Until seeing the film I was actually unaware that the Huns were in fact an Asian tribe, not a Germanic people.

There’s not a lot to the film, but Fa Mulan has become quite a role model for girls in general and it’s probably why she wound up joining the Princess line, although technically she’s not a Princess, unless Li Shang has somehow been turned into a Prince along the line.

Mulan’s refusal to accept tradition and efforts to protect her family aside, the star of the film was her sidekick; the fun size dragon Mushu, voiced by comedian Eddie Murphy. Murphy was already popular when the film was made, but I wouldn’t be surprised if his performance as Mushu had a lot to do with him being cast as Donkey in the Shrek films. The two would get along famously.

Hero/es: there’s a veritable pantheon. Mulan herself, Li Shang is the typical hero, looks, voice, deed. I think you can mount a case for Mulan’s army buddies, at least the three that get speaking roles as heroes (one of whom kept reminding me of a character from Leon Uris' book Battlecry). Of course Mushu and his sidekick the cricket Cri-Kee (yes the sidekick had a sidekick in Mulan) are also heroic in their own bumbling and hilarious ways.

Villains: the invading Hun commander, the menacing Shan Yu, who rather resembled a demon complete with glowing eyes is the main villain in this, although I felt the ambitious and officious Chi Fu hidebound by tradition and always trying to undermine Li Shang for his own ends could have also been a secondary villain.

Animation: after trying something, and kind of failing in Hercules, I was a little disappointed that they didn’t keep it up, although not surprised.

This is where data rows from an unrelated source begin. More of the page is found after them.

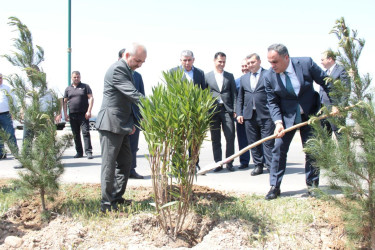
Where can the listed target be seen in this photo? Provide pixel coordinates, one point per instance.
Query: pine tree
(36, 106)
(349, 161)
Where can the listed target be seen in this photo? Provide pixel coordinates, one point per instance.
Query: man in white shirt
(222, 86)
(5, 118)
(253, 112)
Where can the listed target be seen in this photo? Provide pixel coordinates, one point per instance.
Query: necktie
(253, 85)
(290, 89)
(253, 81)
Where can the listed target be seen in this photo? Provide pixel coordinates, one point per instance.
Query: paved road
(88, 171)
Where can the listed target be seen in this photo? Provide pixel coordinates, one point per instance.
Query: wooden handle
(206, 169)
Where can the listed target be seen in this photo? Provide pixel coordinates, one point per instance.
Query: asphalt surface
(83, 170)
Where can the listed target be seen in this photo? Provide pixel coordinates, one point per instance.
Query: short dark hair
(330, 54)
(279, 48)
(253, 54)
(187, 53)
(121, 52)
(219, 54)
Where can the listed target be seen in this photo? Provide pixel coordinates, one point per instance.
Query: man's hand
(240, 119)
(335, 111)
(58, 118)
(88, 115)
(133, 131)
(279, 130)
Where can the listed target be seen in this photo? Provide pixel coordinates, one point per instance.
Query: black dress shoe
(78, 156)
(257, 171)
(135, 175)
(124, 202)
(273, 193)
(243, 166)
(230, 167)
(197, 167)
(218, 169)
(89, 156)
(313, 191)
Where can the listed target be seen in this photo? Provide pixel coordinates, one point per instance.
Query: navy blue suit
(257, 118)
(134, 138)
(283, 106)
(241, 135)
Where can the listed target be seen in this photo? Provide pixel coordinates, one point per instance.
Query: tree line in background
(176, 120)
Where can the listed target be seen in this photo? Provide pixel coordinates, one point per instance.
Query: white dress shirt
(189, 74)
(293, 78)
(219, 77)
(4, 90)
(254, 79)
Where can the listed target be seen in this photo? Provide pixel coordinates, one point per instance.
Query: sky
(237, 28)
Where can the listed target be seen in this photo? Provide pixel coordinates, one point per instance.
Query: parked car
(92, 122)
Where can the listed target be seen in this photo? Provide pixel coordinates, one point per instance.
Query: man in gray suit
(115, 123)
(222, 86)
(193, 74)
(335, 71)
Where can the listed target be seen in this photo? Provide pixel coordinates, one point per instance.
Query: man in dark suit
(335, 71)
(134, 138)
(115, 122)
(252, 110)
(240, 127)
(291, 100)
(193, 74)
(222, 87)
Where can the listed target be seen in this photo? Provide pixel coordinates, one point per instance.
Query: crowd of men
(258, 104)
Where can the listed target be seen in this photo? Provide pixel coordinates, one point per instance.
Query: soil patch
(142, 231)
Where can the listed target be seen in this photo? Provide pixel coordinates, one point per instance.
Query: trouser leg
(75, 124)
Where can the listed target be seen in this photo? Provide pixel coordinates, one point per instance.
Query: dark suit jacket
(228, 92)
(138, 83)
(338, 72)
(283, 105)
(247, 96)
(198, 76)
(119, 93)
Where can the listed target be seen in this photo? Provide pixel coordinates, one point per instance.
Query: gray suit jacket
(228, 93)
(119, 93)
(198, 76)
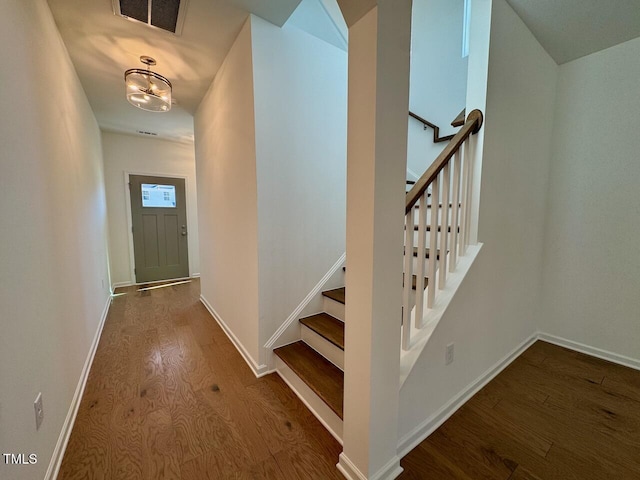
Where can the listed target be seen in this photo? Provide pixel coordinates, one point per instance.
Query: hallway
(169, 396)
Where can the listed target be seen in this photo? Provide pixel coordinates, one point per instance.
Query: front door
(159, 217)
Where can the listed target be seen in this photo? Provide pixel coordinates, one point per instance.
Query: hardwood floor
(169, 397)
(552, 414)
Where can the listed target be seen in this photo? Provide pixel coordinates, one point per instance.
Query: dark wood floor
(169, 397)
(552, 414)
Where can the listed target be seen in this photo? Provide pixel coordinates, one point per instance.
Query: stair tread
(328, 327)
(323, 377)
(337, 294)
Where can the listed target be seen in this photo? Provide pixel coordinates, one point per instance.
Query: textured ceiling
(102, 46)
(570, 29)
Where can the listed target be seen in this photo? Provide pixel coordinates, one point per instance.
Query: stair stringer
(432, 316)
(290, 331)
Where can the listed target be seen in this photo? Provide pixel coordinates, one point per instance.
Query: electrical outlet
(448, 357)
(37, 406)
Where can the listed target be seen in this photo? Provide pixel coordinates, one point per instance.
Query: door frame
(127, 195)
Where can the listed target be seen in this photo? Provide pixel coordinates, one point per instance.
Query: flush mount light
(148, 90)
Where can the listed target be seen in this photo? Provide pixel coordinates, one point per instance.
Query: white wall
(300, 87)
(150, 156)
(495, 308)
(438, 76)
(592, 252)
(53, 262)
(227, 195)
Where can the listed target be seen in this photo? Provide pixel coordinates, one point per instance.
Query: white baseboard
(67, 426)
(120, 284)
(258, 370)
(592, 351)
(390, 471)
(431, 424)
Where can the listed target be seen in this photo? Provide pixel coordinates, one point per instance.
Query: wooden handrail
(436, 129)
(459, 120)
(471, 126)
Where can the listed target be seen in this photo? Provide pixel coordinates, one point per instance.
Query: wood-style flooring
(169, 397)
(552, 414)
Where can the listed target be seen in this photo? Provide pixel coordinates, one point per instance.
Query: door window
(158, 196)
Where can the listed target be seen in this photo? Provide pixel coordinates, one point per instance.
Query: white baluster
(465, 200)
(433, 241)
(422, 252)
(408, 267)
(444, 234)
(453, 260)
(470, 154)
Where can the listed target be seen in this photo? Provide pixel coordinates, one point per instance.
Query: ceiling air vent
(165, 14)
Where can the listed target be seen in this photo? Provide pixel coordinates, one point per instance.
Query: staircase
(435, 235)
(313, 367)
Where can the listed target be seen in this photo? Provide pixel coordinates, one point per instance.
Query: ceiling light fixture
(148, 90)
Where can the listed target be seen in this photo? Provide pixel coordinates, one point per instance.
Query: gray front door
(159, 215)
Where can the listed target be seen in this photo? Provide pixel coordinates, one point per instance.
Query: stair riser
(333, 308)
(314, 403)
(325, 348)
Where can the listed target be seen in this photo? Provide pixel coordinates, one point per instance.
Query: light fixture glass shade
(148, 90)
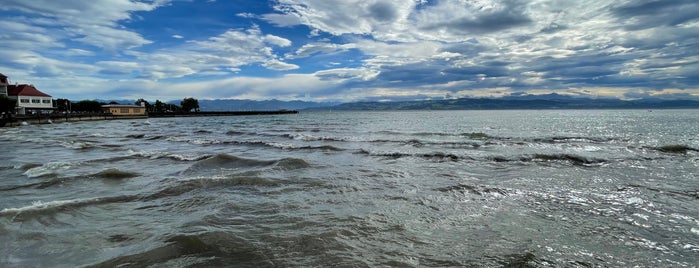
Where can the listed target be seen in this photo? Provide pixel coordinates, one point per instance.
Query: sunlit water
(360, 189)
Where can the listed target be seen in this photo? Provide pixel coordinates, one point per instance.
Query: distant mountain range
(252, 105)
(551, 101)
(520, 103)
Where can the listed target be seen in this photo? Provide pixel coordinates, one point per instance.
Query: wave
(48, 169)
(218, 162)
(136, 136)
(570, 139)
(675, 149)
(42, 208)
(432, 156)
(568, 158)
(235, 133)
(286, 146)
(114, 173)
(167, 155)
(694, 194)
(209, 249)
(477, 190)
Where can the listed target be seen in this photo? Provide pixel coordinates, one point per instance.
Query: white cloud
(279, 65)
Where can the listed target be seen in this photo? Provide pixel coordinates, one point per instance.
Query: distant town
(25, 99)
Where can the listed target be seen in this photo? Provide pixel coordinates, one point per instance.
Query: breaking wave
(676, 149)
(40, 207)
(431, 156)
(216, 163)
(114, 173)
(566, 158)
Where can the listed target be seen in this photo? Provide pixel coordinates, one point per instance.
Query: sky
(351, 50)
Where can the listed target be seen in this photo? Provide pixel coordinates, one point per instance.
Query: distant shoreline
(58, 118)
(227, 113)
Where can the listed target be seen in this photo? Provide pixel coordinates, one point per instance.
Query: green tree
(188, 104)
(7, 105)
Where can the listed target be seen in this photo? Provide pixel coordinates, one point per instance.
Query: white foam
(47, 168)
(39, 206)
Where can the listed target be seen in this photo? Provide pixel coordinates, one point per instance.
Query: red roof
(25, 90)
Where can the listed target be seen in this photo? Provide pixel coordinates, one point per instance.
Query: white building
(3, 85)
(29, 99)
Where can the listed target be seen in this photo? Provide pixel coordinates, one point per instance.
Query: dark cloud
(510, 16)
(649, 14)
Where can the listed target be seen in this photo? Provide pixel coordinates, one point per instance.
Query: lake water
(355, 189)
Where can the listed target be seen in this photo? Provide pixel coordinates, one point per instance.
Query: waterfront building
(121, 109)
(3, 85)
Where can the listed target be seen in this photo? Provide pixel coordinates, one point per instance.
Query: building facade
(29, 99)
(3, 85)
(120, 109)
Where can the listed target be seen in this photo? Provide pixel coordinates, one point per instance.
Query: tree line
(7, 105)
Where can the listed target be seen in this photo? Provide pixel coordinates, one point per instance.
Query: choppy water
(358, 189)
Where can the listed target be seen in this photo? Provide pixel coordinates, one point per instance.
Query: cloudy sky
(350, 50)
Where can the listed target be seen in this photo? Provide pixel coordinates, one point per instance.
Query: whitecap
(47, 169)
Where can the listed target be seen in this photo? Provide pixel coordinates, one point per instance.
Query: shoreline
(53, 119)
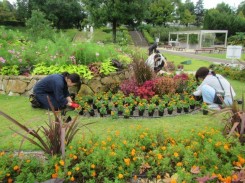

Again it’s adequate and I was happy that they didn’t try to over westernize Mulan, which was something that they copped some flak for with Pocahontas. Mushu looks cool and the explosions in this with fireworks started to look more like real explosions than drawn ones.

Final Words: there’s really two things that this one is remembered for: Mushu, and he is a hoot, probably the most fun since Robin Williams’ Genie in Aladdin, and Mulan herself. They can’t really market Mulan the way they can other Princesses, but she’s still quite popular among the girls, largely because she’s not what is generally considered traditional. It was an admirable attempt to break away from the company’s staple and it was a successful one.